# ecl [](https://github.com/equinor/libecl/actions)
*ecl* is a package for reading and writing the result files from
the Eclipse reservoir simulator. The file types covered are the
restart, init, rft, summary and grid files. Both unified and
non-unified and formatted and unformatted files are supported.
*ecl* is mainly developed on *Linux* and *macOS*, in addition there
is a portability layer which ensures that most of the functionality is
available on *Windows*. The main functionality is written in C/C++, and
should typically be linked in in other compiled programs. *ecl* was
initially developed as part of the [Ensemble Reservoir
Tool](http://github.com/Equinor/ert), other applications using
*ecl* are the reservoir simulator flow and Resinsight from the [OPM
project](http://github.com/OPM/).
### Dependencies
Regardless of how you build *ecl*, it will depend on the following system-level
components.
| Software | Debian / Ubuntu | RHEL / Fedora | macOS |
|----------------------------------------------------|-----------------|---------------|----------------------|
| `libz` | `zlib1g-dev` | `zlib-devel` | _builtin_ |
| [Conan](https://conan.io) | N/A | N/A | `conan` _(Homebrew)_ |
| [pipx](https://pypi.org/project/pipx) _(Optional)_ | `pipx` | `pipx` | `pipx` _(Homebrew)_ |
Note: The Conan package manager is not available for most Linux systems. Conan
recommends installing it via `pip`. If using `pipx`, simply `pipx install conan`
and it'll be availabe for your user regardless if you're using a virtualenv or
not.
### Alternative 1: Python only ###
For small interactive scripts, such as forward models, the recommended way to
use *ecl* is by installing it from PyPI. This method doesn't require setting
`PYTHONPATH` or `LD_LIBRARY_PATH` environment variables:
```
$ pip install ecl
```
### Alternative 2: C library only ###
This is for when you need to link directly with the *ecl* C library, but
don't need the Python bindings. *ecl* requires a conforming C++11 or later
compiler such as GNU GCC, the CMake build system and, optionally, zlib.
```bash
$ git clone https://github.com/Equinor/ecl
$ mkdir ecl/build
$ cd ecl/build
$ cmake ..
$ make
$ make install
```
To install *ecl* in a non-standard location, add
`-DCMAKE_INSTALL_PREFIX=/path/to/install` to the first `cmake` command. Remember
to set `LD_LIBRARY_PATH=/path/to/install/lib64:$LD_LIBRARY_PATH` if you do use a
non-standard location for your program to find `libecl.so`.

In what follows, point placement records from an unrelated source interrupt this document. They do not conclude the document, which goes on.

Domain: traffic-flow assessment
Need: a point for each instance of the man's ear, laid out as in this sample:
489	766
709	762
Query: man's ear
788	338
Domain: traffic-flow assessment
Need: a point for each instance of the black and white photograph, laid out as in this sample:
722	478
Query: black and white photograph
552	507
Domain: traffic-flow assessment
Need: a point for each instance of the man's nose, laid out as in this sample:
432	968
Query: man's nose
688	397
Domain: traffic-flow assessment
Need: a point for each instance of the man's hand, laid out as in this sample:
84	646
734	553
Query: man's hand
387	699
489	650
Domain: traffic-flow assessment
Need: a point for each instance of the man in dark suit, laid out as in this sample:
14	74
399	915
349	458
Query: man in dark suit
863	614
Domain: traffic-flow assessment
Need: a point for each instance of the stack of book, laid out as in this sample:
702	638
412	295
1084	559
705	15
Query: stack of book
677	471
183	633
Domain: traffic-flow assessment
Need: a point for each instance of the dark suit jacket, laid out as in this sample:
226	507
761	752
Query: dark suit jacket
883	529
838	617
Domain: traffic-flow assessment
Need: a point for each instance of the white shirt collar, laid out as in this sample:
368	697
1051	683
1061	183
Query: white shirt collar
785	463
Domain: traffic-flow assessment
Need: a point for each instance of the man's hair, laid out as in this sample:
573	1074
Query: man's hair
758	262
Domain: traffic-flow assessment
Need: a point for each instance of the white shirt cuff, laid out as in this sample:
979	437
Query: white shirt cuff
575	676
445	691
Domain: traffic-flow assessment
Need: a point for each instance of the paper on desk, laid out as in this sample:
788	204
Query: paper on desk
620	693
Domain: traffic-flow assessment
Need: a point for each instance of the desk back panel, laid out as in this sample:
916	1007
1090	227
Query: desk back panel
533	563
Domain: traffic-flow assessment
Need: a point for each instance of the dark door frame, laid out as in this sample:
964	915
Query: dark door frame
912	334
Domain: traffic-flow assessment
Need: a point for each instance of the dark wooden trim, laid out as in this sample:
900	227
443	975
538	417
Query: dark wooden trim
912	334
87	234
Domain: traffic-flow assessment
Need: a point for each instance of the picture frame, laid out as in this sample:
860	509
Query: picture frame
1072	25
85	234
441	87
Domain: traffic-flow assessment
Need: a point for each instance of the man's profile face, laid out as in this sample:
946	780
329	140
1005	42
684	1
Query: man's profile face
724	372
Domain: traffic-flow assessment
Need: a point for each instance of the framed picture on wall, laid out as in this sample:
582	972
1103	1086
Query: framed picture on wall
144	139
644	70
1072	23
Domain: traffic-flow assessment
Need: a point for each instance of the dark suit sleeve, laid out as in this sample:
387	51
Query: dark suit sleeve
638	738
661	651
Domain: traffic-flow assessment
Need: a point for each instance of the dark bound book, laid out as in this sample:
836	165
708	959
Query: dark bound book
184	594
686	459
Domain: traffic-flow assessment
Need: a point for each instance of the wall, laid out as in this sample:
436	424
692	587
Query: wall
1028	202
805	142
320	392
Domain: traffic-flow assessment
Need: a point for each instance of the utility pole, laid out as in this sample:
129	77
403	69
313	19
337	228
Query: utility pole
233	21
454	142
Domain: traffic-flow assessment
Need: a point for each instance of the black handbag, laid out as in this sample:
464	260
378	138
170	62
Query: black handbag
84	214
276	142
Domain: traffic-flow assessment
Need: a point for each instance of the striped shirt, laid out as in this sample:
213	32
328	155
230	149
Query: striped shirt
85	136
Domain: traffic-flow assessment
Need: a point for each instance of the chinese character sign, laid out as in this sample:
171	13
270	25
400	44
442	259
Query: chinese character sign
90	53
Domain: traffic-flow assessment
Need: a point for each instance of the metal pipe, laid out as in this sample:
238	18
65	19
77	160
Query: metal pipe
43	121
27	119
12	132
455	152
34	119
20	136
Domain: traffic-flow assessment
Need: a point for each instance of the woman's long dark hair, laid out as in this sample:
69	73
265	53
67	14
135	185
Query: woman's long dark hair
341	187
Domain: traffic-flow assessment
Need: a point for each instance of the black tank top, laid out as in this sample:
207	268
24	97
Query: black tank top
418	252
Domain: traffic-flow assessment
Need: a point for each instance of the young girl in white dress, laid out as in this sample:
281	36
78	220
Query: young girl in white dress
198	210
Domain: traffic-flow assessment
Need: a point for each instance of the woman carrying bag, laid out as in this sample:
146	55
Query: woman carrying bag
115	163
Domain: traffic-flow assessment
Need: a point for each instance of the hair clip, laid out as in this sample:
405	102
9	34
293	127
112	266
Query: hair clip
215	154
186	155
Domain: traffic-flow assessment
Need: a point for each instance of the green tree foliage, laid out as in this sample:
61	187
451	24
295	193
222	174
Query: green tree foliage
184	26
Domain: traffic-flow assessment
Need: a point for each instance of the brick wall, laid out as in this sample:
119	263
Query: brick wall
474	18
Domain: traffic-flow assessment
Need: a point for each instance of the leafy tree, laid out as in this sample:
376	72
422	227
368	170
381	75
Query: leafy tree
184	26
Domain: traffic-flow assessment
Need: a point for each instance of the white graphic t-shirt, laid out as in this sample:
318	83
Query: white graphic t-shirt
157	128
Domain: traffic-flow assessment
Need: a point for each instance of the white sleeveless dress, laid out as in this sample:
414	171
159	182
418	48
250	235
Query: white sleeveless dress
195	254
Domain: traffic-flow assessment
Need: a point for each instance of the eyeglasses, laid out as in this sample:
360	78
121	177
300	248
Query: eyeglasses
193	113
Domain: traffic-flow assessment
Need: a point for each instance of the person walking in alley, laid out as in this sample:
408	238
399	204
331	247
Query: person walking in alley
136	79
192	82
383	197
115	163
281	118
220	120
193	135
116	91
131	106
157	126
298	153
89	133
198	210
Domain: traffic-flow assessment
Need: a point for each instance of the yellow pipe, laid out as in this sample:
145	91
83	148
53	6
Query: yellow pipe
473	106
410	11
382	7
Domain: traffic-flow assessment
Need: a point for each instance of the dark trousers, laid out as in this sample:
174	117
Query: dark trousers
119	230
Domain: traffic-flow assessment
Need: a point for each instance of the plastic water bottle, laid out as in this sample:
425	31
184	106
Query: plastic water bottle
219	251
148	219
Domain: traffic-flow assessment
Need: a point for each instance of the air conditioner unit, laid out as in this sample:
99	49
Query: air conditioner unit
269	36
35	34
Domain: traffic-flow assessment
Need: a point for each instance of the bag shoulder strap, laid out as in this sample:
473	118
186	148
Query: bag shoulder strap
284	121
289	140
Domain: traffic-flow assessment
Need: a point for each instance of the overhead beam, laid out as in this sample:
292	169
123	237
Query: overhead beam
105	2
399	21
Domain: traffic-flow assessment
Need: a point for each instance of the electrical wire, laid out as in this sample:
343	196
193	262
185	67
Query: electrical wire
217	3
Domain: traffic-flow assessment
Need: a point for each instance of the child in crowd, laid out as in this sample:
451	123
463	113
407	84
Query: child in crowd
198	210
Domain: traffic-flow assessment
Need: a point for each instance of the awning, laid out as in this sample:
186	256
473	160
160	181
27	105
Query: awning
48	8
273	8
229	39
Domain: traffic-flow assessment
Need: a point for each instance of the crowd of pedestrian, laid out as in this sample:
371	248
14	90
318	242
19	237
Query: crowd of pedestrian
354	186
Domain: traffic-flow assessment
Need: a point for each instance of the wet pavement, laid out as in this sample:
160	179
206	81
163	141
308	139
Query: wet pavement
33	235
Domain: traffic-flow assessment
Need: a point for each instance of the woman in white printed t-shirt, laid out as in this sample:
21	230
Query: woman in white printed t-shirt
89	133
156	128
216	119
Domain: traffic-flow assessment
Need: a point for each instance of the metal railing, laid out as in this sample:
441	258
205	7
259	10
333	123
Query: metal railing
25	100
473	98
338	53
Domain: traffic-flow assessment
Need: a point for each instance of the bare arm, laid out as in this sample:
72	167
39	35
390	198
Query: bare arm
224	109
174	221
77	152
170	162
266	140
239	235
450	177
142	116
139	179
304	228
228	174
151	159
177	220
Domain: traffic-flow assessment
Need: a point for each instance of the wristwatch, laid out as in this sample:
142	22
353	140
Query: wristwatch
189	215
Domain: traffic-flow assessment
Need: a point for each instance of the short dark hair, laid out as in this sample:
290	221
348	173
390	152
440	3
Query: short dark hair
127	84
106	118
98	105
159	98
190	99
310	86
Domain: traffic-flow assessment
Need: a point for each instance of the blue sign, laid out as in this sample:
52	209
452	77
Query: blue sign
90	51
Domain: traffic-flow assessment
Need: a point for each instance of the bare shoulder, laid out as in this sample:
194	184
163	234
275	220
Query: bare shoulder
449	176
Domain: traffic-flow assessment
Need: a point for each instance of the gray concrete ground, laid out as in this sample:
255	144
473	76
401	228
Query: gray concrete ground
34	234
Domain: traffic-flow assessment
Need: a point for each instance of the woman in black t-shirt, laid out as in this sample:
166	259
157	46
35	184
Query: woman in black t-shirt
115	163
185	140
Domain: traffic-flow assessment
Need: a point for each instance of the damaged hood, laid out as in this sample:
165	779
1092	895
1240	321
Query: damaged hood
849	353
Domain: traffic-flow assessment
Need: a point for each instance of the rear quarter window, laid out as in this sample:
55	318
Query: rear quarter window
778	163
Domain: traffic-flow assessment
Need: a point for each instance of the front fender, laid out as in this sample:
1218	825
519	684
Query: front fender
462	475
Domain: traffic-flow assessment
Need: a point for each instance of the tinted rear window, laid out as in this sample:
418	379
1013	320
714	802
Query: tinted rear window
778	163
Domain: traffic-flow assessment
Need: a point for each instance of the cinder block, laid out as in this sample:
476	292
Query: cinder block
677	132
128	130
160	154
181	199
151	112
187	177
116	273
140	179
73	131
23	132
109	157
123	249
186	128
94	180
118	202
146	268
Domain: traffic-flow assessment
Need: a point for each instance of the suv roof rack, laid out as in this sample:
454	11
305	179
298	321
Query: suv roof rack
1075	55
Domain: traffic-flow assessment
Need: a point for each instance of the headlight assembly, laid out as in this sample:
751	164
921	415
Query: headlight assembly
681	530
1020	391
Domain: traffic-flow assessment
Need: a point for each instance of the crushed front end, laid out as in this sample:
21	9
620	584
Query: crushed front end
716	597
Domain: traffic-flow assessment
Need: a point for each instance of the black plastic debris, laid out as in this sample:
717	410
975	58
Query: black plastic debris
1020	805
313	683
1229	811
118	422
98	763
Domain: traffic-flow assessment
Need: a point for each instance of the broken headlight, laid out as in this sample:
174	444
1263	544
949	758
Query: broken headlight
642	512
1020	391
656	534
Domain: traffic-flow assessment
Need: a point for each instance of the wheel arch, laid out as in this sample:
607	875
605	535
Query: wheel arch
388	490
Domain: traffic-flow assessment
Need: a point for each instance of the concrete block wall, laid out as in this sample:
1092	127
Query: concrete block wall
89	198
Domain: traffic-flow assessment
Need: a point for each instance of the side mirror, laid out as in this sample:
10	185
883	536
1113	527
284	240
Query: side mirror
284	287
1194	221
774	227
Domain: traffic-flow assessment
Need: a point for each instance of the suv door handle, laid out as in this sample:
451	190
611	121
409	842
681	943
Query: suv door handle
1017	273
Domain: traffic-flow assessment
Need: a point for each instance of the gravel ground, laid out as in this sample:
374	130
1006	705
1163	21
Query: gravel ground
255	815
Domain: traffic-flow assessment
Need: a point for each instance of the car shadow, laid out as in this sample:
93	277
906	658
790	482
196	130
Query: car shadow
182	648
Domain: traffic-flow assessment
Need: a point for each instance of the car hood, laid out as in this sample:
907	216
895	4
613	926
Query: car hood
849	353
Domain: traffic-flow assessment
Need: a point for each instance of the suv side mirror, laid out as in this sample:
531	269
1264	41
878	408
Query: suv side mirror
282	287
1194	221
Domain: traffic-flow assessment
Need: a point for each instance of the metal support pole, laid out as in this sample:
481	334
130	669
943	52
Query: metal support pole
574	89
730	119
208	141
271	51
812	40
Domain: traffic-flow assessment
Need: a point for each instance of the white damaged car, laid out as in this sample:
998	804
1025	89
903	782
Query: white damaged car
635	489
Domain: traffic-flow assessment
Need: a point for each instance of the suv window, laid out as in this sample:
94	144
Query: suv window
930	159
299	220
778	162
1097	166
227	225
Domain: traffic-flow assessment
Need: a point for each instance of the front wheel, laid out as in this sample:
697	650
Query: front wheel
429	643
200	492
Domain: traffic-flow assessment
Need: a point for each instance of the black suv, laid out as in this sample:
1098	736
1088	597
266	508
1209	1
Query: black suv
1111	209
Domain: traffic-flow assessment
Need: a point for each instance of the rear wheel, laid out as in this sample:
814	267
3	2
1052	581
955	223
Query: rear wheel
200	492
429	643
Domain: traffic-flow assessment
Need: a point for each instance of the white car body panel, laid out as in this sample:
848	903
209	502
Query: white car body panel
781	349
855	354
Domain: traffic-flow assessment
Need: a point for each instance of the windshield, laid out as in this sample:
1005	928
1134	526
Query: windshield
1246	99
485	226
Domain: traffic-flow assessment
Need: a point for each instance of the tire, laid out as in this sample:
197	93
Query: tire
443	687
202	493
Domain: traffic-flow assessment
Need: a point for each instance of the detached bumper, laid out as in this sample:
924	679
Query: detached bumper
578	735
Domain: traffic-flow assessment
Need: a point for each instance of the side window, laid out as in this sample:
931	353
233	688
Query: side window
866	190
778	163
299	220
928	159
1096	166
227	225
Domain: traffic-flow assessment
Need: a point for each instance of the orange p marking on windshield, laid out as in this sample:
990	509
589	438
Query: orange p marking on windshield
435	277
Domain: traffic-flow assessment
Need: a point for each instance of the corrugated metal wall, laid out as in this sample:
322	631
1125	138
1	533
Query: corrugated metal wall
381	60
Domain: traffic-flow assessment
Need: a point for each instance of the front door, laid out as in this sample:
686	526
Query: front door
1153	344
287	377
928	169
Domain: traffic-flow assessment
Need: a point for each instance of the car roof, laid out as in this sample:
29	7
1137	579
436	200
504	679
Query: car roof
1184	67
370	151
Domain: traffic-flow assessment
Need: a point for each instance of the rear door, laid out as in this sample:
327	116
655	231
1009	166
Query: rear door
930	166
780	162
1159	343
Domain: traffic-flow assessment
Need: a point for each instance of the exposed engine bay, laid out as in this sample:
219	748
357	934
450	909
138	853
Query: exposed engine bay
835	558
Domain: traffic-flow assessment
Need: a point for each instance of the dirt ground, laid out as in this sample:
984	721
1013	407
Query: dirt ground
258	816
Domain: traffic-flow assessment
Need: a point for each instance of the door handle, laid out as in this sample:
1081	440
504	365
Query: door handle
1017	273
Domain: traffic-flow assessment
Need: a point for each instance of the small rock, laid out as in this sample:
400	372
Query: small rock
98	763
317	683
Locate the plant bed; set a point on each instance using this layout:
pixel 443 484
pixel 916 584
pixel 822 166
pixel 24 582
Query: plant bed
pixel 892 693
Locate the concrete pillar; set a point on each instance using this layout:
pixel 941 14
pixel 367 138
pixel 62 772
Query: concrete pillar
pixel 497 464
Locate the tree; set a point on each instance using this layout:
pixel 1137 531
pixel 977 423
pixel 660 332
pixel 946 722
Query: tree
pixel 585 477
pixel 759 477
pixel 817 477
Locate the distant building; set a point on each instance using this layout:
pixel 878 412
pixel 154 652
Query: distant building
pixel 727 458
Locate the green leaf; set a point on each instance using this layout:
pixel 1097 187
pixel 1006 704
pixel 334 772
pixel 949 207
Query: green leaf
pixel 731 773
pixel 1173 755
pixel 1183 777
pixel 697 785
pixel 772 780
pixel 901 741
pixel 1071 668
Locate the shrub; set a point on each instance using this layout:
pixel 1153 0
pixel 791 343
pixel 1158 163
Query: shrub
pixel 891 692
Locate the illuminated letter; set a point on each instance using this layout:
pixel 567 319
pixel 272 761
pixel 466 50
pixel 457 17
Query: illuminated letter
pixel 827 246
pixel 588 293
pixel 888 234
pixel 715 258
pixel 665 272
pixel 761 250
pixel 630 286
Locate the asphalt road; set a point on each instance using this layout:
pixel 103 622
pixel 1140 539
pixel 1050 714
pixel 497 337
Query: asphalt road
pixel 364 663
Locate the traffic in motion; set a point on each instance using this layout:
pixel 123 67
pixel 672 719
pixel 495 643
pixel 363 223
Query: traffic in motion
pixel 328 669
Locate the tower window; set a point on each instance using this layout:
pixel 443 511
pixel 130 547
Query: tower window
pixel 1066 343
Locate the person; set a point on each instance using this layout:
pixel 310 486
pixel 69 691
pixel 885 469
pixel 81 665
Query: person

If you intend to develop and change *ecl* you should build the tests by
passing `-DBUILD_TESTS=ON` and run the tests with `ctest`.
### Alternative 3: C library with Python bindings ###
It is also possible to install both the C library and Python bindings using
CMake. Note that this alternative is incompatible with *ecl* installed from
PyPI (_Alternative 1_). As before, we require a conforming C++11 or later
compiler, CMake and, optionally, zlib.
```bash
$ git clone https://github.com/Equinor/ecl
$ mkdir ecl/build
$ cd ecl/build
$ pip install -r ../requirements.txt
$ cmake .. -DENABLE_PYTHON=ON
$ make
$ make install
```
You will most likely want to install *ecl* into a Python virtual environment.
First activate the virtualenv, then add the argument
`-DCMAKE_INSTALL_PREFIX=$(python -c "import sys; print(sys.prefix)")` to the
`cmake` command when building.
Then, you must tell Python where to find the package[1]:
```bash
$ export PYTHONPATH=/path/to/install/lib/python2.7/site-packages:$PYTHONPATH
$ export LD_LIBRARY_PATH=/path/to/install/lib64:$LD_LIBRARY_PATH
```
Then you can fire up your Python interpreter and try it out:
```python
>>> from ecl.summary import EclSum
>>> import sys
>>> summary = EclSum(sys.argv[1])
>>> fopt = summary.numpy_vector("FOPT")
```
The installation with Python enabled is described in a [YouTube video](https://www.youtube.com/watch?v=Qqy1vA1PSk8) by Carl Fredrik Berg.
[1]: The exact paths here will depend on your system and Python version. The example given is for a RedHat system with Python version 2.7.